US district court judge Lauren King in Seattle issued a preliminary injunction preventing the administration enforcing two of the Republican president’s executive orders in the states of Colorado, Minnesota, Oregon and Washington, after concluding they were unconstitutional.
King, an appointee of Trump’s Democratic predecessor Joe Biden, agreed with those states’ attorneys general that the two executive orders intruded on Congress’ power to appropriate federal funding by withholding research and education grants from medical institutions that provide such care.
She said Trump’s orders also unconstitutionally treated people differently based on their sex or transgender status in violation of the equal protection guarantee of the US Constitution’s fifth amendment.
She called out one of Trump’s executive orders that he signed on his first day back in the White House on Jan 20 which directed the federal government to recognise only two, biologically distinct sexes – male and female – and directed agencies to ensure grant funds do not promote “gender ideology.”
“This order denies the very existence of transgender people and instead seeks to erase them from the federal vocabulary altogether and eliminate medical care for gender dysphoria at federally funded medical institutions,” she wrote.
King, on Feb 14, issued a temporary restraining order blocking Trump’s orders’ enforcement while she weighed issuing the longer-term injunction. Another judge in Maryland has temporarily blocked Trump’s orders nationwide while he also weighs an injunction request.
The White House did not immediately respond to a request for comment.

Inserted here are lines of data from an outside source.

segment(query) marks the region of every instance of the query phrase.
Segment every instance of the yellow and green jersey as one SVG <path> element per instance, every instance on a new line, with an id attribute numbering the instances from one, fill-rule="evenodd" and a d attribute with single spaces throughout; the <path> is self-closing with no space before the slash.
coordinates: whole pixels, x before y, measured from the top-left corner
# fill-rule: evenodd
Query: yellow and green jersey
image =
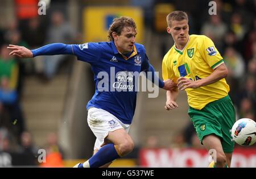
<path id="1" fill-rule="evenodd" d="M 191 35 L 186 46 L 181 51 L 174 45 L 163 60 L 163 78 L 177 82 L 180 77 L 196 81 L 209 76 L 223 59 L 213 42 L 204 35 Z M 213 84 L 185 89 L 188 105 L 201 110 L 208 103 L 228 95 L 229 86 L 225 78 Z"/>

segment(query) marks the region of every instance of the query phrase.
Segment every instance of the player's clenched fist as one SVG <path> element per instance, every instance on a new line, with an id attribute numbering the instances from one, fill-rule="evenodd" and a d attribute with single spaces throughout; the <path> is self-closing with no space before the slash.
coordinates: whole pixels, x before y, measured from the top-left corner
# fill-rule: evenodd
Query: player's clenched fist
<path id="1" fill-rule="evenodd" d="M 10 53 L 10 55 L 13 55 L 19 58 L 31 58 L 33 57 L 33 54 L 31 50 L 24 47 L 9 45 L 8 49 L 12 50 Z"/>
<path id="2" fill-rule="evenodd" d="M 166 101 L 164 108 L 166 109 L 166 110 L 169 111 L 170 110 L 172 110 L 178 107 L 179 106 L 177 105 L 176 102 L 172 100 L 170 100 Z"/>
<path id="3" fill-rule="evenodd" d="M 163 88 L 166 90 L 172 90 L 177 88 L 177 84 L 170 79 L 164 80 L 164 86 Z"/>

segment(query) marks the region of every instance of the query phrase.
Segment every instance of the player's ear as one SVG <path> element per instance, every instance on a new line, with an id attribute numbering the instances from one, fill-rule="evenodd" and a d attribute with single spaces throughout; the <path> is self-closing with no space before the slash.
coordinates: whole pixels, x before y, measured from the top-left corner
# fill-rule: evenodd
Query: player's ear
<path id="1" fill-rule="evenodd" d="M 167 31 L 167 33 L 171 34 L 171 28 L 169 27 L 167 27 L 166 28 L 166 30 Z"/>
<path id="2" fill-rule="evenodd" d="M 114 40 L 117 40 L 117 37 L 118 37 L 118 35 L 117 33 L 115 32 L 112 32 L 112 37 L 114 39 Z"/>

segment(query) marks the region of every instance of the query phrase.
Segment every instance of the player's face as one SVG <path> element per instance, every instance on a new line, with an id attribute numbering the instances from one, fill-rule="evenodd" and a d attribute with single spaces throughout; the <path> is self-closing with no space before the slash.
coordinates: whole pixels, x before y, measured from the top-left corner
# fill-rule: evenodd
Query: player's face
<path id="1" fill-rule="evenodd" d="M 131 53 L 135 43 L 137 34 L 136 30 L 131 27 L 125 27 L 120 35 L 113 32 L 114 40 L 117 49 L 123 54 Z"/>
<path id="2" fill-rule="evenodd" d="M 189 39 L 188 20 L 172 20 L 171 27 L 167 27 L 167 32 L 171 34 L 175 44 L 184 47 Z"/>

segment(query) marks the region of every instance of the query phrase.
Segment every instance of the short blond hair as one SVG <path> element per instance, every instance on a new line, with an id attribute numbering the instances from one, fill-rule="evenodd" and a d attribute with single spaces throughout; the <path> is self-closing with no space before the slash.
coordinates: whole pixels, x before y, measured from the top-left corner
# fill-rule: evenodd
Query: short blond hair
<path id="1" fill-rule="evenodd" d="M 181 11 L 172 11 L 166 16 L 168 27 L 171 27 L 171 22 L 172 20 L 181 21 L 184 19 L 188 22 L 188 14 Z"/>
<path id="2" fill-rule="evenodd" d="M 120 35 L 125 27 L 131 27 L 136 30 L 136 23 L 134 20 L 129 17 L 121 16 L 115 18 L 113 20 L 112 24 L 109 27 L 108 38 L 110 41 L 114 41 L 112 33 L 117 32 L 118 35 Z"/>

The lawsuit was filed after Trump signed a second executive order on Jan 28 that announced the government “will not fund, sponsor, promote, assist, or support the so-called ‘transition’ of a child from one sex to another, and it will rigorously enforce all laws that prohibit or limit these destructive and life-altering procedures.”
The treatments at issue include puberty-blocking medication, hormones and sometimes surgery.
More than half of the 50 states have passed laws or policies that ban gender-affirming care for minors, some of which have been blocked or overturned by the courts. A challenge to Tennessee’s ban has been heard by the US supreme court, whose ultimate ruling could determine the legality of such bans.